Rabier: “I had seen him a couple of times, no more, then at half past six one evening Jean Monnet called me in. I was overwhelmed. He said to me, ‘Monsieur Rabier, my private secretary intends to run for office in Charente and is certain to be elected, and so I am in need of a private secretary. I’ll take you.’ Young Rabier was somewhat intimidated. The only more or less intelligent thing I could come up with was: ‘Do you believe I’ll be up to the job, sir?’ And Monnet answered, ‘If youre not, I’ll let you know,’ and he never said it.”
“I was in the Clock Room on the ninth of May at six p.m. when Schuman made his declaration. It had been prepared in liaison between Schuman’s office and Monnet’s team. I often say that without Monnet there wouldn’t have been a Schuman Plan. But without Schuman, there would perhaps have been a document which would still be archived away in the Quai d’Orsay.”
With the Coal and Steel Community’s inception in 1950, Rabier would go on to launch an information service, nurturing it as the European institutions took form. Eurobarometer in 1973 involved the people in communication.
Rabier: “I created the information service in Luxembourg, at the European Coal and Steel Community, under Jean Monnet’s authority in inverted commas. He was not a secretive man as is sometimes said, but rather a man of discretion. That’s to say that when a decision had not been made collectively, obviously silence was required, but from the moment it had been taken, the information needed to get out. Monnet was especially mindful of informing people. In Luxembourg, when he entrusted me with managing his office, one of the tasks he assigned me was not only the drawing up of written reports to give to the press, but to organise an embryonic information service, at first in Luxembourg. Very quickly we sent what I called missionaries to the other capitals of the Coal and Steel Community to inform the public.”
How do people see Europe today? Polls say in a beneficial light. But is that enough?
Rabier: “There is little overt hostility, though a lot of sympathetic indifference, I might say – if those words go together. Let’s take the younger generations. I have several children, grandchildren and even great-grandchildren. Therefore, I’m in a position to judge over several generations. A lot believe it’s a done thing. When they go on to further studies they’ll do Erasmus. Before that, aged 16-17, they think of going to see their friends in Germany, in Italy or in Spain. They move around. They have a few euros in their pocket, maybe not much but some, and they think it’s done. Maybe what’s needed are events like we’re living through at the moment, deep crises – financial, economic, perhaps social – for the young generations to see there’s still a lot to do.”

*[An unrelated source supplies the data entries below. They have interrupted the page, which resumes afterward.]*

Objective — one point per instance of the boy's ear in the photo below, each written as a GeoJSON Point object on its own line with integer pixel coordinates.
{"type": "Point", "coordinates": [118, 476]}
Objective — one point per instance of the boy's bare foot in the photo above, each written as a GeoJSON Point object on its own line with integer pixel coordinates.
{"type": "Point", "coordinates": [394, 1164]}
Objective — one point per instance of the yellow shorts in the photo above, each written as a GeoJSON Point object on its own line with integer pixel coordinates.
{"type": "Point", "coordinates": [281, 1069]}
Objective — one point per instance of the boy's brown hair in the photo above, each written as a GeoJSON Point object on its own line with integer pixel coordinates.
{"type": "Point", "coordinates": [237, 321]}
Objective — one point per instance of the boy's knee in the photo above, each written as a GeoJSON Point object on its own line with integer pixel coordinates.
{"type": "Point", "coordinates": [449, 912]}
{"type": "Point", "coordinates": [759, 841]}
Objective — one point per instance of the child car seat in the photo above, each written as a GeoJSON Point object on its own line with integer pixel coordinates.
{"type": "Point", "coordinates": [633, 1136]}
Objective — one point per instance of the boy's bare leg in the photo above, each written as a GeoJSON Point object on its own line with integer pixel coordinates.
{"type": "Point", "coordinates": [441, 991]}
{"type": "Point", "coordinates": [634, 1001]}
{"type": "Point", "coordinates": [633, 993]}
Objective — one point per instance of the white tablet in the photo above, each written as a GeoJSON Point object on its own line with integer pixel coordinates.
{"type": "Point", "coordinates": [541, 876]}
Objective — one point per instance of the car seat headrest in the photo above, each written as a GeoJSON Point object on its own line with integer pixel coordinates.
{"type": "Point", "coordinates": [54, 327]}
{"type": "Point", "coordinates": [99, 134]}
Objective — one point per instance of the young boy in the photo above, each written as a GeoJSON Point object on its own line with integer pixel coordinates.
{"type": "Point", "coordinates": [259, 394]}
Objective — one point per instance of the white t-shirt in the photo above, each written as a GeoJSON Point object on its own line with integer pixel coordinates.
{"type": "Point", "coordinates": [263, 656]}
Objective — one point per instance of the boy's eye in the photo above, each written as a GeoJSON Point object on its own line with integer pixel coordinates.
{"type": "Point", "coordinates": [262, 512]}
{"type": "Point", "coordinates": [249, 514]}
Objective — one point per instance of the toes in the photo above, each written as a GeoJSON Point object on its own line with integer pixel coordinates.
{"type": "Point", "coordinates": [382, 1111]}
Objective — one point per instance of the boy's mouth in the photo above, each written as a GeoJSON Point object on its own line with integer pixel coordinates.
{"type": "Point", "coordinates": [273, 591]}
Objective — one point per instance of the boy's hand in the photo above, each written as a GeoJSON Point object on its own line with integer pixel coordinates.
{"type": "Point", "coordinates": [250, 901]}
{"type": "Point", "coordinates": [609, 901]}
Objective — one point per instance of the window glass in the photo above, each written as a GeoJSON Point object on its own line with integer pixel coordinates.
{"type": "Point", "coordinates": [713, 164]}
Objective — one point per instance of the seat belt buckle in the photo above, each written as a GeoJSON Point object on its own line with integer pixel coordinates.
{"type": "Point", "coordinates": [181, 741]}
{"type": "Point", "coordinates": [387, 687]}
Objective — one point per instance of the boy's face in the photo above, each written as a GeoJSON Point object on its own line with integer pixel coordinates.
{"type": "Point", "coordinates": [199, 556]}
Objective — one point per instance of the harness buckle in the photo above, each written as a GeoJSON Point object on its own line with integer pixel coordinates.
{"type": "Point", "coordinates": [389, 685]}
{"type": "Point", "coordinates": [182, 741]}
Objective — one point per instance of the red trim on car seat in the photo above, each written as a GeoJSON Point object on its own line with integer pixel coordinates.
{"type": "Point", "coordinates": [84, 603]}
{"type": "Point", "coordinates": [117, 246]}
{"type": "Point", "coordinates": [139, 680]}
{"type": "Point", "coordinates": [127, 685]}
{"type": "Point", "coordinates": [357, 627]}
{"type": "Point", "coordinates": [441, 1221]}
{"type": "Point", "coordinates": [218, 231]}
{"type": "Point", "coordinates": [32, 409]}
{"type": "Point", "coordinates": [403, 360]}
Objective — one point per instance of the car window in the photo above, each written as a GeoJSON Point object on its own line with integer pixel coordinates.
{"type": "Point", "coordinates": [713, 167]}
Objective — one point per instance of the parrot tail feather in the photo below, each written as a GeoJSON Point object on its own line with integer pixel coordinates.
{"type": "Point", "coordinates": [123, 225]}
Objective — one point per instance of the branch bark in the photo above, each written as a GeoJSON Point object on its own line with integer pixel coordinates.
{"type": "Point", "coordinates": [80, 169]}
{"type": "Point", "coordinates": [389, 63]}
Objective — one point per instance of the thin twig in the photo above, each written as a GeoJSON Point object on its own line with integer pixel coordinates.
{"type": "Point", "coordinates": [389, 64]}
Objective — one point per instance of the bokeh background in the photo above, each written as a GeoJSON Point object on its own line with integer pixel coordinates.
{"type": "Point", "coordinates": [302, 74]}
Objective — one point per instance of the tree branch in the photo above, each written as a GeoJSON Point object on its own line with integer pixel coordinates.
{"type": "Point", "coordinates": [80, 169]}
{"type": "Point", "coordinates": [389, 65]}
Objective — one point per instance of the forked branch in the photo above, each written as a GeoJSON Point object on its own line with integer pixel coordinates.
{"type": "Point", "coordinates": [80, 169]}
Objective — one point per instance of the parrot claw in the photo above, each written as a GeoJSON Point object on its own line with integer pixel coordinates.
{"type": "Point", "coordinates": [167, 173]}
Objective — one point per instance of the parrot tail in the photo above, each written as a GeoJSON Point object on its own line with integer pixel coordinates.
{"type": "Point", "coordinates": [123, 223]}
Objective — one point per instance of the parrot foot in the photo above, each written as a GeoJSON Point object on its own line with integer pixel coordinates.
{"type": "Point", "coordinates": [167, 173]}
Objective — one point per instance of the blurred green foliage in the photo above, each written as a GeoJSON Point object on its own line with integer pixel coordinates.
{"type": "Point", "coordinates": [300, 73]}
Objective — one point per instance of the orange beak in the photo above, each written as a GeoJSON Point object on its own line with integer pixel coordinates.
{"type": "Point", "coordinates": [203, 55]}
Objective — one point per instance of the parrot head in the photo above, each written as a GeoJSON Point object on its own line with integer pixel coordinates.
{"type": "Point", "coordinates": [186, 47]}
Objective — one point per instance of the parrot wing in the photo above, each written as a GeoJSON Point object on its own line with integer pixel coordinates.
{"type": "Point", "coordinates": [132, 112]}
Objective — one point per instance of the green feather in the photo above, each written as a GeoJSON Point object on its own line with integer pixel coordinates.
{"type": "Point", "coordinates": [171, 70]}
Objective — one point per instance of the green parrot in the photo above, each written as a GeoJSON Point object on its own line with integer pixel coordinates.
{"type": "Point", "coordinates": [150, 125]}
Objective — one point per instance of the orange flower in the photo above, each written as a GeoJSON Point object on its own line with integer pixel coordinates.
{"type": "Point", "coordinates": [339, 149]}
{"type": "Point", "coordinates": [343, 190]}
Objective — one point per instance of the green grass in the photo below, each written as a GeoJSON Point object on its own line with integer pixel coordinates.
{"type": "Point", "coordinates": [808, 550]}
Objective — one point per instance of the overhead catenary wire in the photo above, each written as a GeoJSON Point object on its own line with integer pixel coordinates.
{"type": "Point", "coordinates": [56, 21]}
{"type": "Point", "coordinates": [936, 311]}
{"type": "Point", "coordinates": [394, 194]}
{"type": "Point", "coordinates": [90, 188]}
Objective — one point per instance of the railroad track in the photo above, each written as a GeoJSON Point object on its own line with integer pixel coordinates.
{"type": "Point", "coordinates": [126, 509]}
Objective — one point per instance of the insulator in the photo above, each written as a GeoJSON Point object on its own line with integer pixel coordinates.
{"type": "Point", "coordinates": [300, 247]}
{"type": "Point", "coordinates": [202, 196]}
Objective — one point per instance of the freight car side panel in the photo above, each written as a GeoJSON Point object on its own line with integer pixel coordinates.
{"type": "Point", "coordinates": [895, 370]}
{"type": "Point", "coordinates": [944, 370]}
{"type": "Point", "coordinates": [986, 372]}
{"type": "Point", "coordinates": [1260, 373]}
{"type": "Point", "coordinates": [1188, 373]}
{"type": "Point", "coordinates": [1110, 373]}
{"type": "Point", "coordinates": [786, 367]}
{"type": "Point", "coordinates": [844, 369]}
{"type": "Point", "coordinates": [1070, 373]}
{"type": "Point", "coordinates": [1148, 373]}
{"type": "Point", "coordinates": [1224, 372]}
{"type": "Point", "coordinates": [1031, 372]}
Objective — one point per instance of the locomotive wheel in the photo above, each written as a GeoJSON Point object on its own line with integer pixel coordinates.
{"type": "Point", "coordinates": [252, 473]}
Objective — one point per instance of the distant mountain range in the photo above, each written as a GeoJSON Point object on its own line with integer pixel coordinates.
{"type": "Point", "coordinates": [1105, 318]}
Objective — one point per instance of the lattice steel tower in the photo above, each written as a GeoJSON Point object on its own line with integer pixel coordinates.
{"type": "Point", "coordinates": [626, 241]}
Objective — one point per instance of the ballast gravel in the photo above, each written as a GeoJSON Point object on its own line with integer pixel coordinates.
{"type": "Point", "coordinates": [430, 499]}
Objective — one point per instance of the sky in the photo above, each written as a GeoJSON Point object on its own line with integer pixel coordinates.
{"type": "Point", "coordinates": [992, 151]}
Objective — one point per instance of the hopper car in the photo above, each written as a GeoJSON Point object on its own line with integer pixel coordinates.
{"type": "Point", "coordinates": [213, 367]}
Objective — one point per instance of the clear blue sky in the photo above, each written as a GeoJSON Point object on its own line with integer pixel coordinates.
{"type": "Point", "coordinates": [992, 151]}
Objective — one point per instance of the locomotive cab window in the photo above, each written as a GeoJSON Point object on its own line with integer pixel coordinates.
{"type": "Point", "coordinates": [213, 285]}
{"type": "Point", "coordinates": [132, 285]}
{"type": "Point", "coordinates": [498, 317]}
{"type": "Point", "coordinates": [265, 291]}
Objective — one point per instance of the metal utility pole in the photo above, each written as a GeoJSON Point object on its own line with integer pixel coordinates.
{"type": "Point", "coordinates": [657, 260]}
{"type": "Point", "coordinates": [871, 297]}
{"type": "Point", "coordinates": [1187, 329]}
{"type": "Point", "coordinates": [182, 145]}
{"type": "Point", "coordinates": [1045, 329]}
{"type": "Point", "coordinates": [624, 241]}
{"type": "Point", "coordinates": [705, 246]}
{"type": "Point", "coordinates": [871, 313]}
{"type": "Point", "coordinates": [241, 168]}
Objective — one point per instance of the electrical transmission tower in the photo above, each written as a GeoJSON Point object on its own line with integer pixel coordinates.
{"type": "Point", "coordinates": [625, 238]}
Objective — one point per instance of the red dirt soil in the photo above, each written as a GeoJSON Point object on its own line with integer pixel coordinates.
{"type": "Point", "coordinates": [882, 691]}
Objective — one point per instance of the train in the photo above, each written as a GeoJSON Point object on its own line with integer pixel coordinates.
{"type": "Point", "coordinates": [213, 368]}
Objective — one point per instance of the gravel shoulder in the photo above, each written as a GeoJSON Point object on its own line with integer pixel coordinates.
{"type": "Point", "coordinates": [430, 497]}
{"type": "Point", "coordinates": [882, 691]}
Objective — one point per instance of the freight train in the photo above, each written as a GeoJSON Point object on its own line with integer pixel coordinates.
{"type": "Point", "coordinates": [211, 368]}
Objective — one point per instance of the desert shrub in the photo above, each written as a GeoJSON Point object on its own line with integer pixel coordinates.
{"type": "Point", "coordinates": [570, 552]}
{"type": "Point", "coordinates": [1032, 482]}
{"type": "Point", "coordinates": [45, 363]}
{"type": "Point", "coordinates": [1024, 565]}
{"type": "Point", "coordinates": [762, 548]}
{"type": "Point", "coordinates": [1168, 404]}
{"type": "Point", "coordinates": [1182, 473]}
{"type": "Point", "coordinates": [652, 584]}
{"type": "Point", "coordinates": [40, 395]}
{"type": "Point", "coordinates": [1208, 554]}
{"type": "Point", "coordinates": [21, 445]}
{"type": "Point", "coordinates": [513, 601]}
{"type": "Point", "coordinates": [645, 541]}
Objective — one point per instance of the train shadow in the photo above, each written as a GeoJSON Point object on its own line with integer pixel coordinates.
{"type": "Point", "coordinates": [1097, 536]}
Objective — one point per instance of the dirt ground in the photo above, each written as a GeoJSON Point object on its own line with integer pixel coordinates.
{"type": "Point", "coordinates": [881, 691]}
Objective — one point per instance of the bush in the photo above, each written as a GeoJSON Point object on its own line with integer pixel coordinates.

As a sign of this sense of non-involvement, the number of people turning out to vote in European elections keeps dropping. The next ones are in June next year. How to improve on this?
Rabier: “These elections can’t be successful in each of our countries if each one is fought on national patterns. These are not national elections – they’re European. My personal wish, and I’ll say yet again I’m not a candidate, is that the different parties have common platforms between different countries. Let the socialists have their platform, the Christian Democrats and liberals theirs. I’m not a card-carrying member of any party, so I speak with complete freedom: let the different political formations have a strategy that is mutually supportive.”
Another unknown is the future of the Lisbon Treaty. Last June, a majority of Irish voters rejected it. If it’s to come into force to reform the EU’s institions, all the member states have to ratify it.
Rabier: “Personally, I don’t like opt-outs, but I do care about the vanguard. A vanguard must be able to move ahead on this or that aspect of the Lisbon Treaty. If 12, 15, soon 17 euro members want to move forward on solving not only monetary problems but also financial and economic, let them. I don’t see how a road convoy can guage its speed to that of the slowest. The weakest has to be respected but if it can’t keep up with the convoy, you make sure it won’t just be left by the wayside, but you can’t force it happily along against its will. I’d like the Irish to stay but if they can’t sign up, well they’ll come along later. When we started, the British weren’t in. We started out with six countries. Monnet wanted the British in the group.”
Monnet came from the town of Cognac. For the 120th anniversary of his birth, Jacques-René Rabier paid a visit to the cellar Monnet started out in. He was the son of a cognac merchant, which exposed him to world travel well before he entered into Europe’s service. Rabier draws similarities…
Rabier: “One of Monnet’s sayings that I have cited, and know off by heart is this: ‘There needs to be a maturing, a maturing in history just as maturing is needed to make a good cognac. There can’t be any impatience. You have to know what you want, what you are trying to get to, and go through each successive step so that the end product is good.’ Well, this one is. I hope that Europe is a good product – I’m even sure of it. It takes patience sometimes, but needs courage and determination. I’m neither an optimist nor a pessimist. I am determined. That is very different.”